I manage a full print shop for an art school -

For years, we used Gamsol (Gamblin brand mineral-spirit) as our primary cleaning solvent- and despite being ‘no-odor” (a trait which I believe is very problematic), our shop would still stink of solvent after a class-heavy day.

We’ve recently switched over to vegetable oil for 98% of our cleanup, followed by a quick wipe-down with solvent on our rollers and palettes.

The change in odor is remarkable, and the cost of stocking solvents has dropped significantly. I strongly recommend that routine.

veggie oil and simple green to save all of our brains from deteriorating! actually makes cleaner easier, as the oil instantly loosens the ink.

I will have to try the veggie oil. I was also told recently that baby oil might work. sounds strange but i guess if it is less toxic, why not try to see how it works?

Hi there,

I was wondering which Simple Green product you’re talking about that works well for cleanup? I assume it’s OK for both rubber and composite rollers?



If you want to try baby oil, you should just buy mineral oil, which is the main ingredient of baby oil (minus the fragrance). That fake lavender aroma gets old after awhile…

Simple Green is fine if you don’t mind the effects of 2-butoxyethanol in your bloodstream (read the MSDS). Don’t know how it effects the chemistry of synthetic rubber rollers though. Then again, I don’t use it, because I respect my press and expect my rollers to function as per their purpose, for a while at least.

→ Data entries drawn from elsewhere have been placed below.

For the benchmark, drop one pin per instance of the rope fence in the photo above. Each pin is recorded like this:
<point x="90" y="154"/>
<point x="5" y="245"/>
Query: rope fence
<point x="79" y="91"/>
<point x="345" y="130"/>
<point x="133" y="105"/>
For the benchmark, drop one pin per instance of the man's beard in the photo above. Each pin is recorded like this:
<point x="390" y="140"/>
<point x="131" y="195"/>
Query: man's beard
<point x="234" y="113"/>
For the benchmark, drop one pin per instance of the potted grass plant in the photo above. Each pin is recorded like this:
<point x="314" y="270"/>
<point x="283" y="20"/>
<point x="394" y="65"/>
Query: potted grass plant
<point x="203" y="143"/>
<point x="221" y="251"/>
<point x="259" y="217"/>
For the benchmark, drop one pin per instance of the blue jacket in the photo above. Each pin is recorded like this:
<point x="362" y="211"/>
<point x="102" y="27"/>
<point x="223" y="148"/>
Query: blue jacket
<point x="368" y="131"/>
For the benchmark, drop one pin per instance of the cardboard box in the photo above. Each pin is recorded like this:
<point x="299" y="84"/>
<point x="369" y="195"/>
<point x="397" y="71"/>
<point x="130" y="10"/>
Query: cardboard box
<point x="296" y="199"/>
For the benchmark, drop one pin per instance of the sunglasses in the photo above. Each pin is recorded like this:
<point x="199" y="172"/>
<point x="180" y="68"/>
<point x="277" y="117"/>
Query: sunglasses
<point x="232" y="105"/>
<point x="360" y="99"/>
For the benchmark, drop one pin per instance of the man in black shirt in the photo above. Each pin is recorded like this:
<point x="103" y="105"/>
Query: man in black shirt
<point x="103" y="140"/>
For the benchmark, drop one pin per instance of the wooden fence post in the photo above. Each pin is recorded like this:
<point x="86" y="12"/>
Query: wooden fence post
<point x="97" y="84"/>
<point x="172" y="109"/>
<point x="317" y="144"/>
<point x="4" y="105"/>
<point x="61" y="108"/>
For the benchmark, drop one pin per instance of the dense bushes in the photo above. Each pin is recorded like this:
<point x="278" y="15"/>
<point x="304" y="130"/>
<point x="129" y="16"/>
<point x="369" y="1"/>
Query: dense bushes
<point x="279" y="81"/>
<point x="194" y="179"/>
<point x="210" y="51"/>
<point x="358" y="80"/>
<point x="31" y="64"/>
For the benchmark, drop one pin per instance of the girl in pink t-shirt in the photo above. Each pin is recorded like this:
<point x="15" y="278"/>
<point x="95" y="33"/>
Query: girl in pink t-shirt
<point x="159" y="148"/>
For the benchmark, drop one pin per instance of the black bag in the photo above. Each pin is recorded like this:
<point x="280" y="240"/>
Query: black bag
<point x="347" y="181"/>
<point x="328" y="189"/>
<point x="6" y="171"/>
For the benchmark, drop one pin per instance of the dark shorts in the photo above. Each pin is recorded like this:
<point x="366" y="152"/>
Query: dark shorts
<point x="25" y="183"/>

Though I do know this, anyone who cleans their rollers with oils, whether they be petro, veggie, or mineral, or kitchen grease or bathroom cleanser, or whatever alchemical concoction comes to the inquisitive mind, is misinformed.


I would dare say that my letterpress shop is one the most “green” shops in the country. We use lever-cutters and hand-operated presses, have solar panels for our electric lighting, use recycled and alternative papers for most of our work, avoid inks with heavy metals, aneline dyes, or synthetic bases (especially rubber-based) ….. and a whole host of other Environmentally Friendly things. My shop building is Earth-sheltered so that it never requires heat or AC. We even make a lot of our own equipment. AND we’ve been working along those lines for over thirty years now…. In fact, most of my printing / printmaking associates and myself were original “Mother Earth News” life-time subscribers back in the early 1970’s. We know GREEN and have been actually living it for a long, long time.

However, on the topic of “less toxic cleaners” I must concur with Gerald. Most of the “alternative” roller cleaning processes, such as veggie oil or Simple Green are neither better for the environment or safer for the individual. They can also lead to serious inking problems due to oxidized / polymerized oils remaining on the rollers, and to deterioration of rollers.

Some of these processes, such as Veggie Oil may seem safer, and veggie oil by itself would be. Unfortunately you then have to remove the oil rather completely…. which is problematic….. and Simple Green is neither simple, nor very green. In fact, it’s a rather earth-unfriendly concoction. Just read the label and then look up the ingredients on the Internet.

Remember, just because the manufacturer says it’s GREEN does not mean it’s actually safer to use. The folks who make the ingredients for the stuff are the same mega-corps who have a track record for environmental contamination and worker/ public exposure to toxins of horrific proportions.

Deodorized mineral spirits is the best cleaner we’ve found, and it is the only solvent we use in our shop. It is a refined product that has had most of the lighter and nastier hyodrocarbons removed. It still does have some problems, I admit, but we use it sparingly and with plenty of ventilation.

I admire the idea of helping to keep our environment clean. I also know that falling into an Environmental Fad, or buying into a lot of hype, or following a misguided trend is counter-productive to making real progress. I urge you to not be just another mindless sheep, following folks who don’t have the slightest clue what they are talking about.

The best odorless mineral spirits I have ever used is Gamsol. I don’t know the science, but it makes being in a busy studio much more pleasant.

See their solvent comparison chart and MSDS sheet for the details.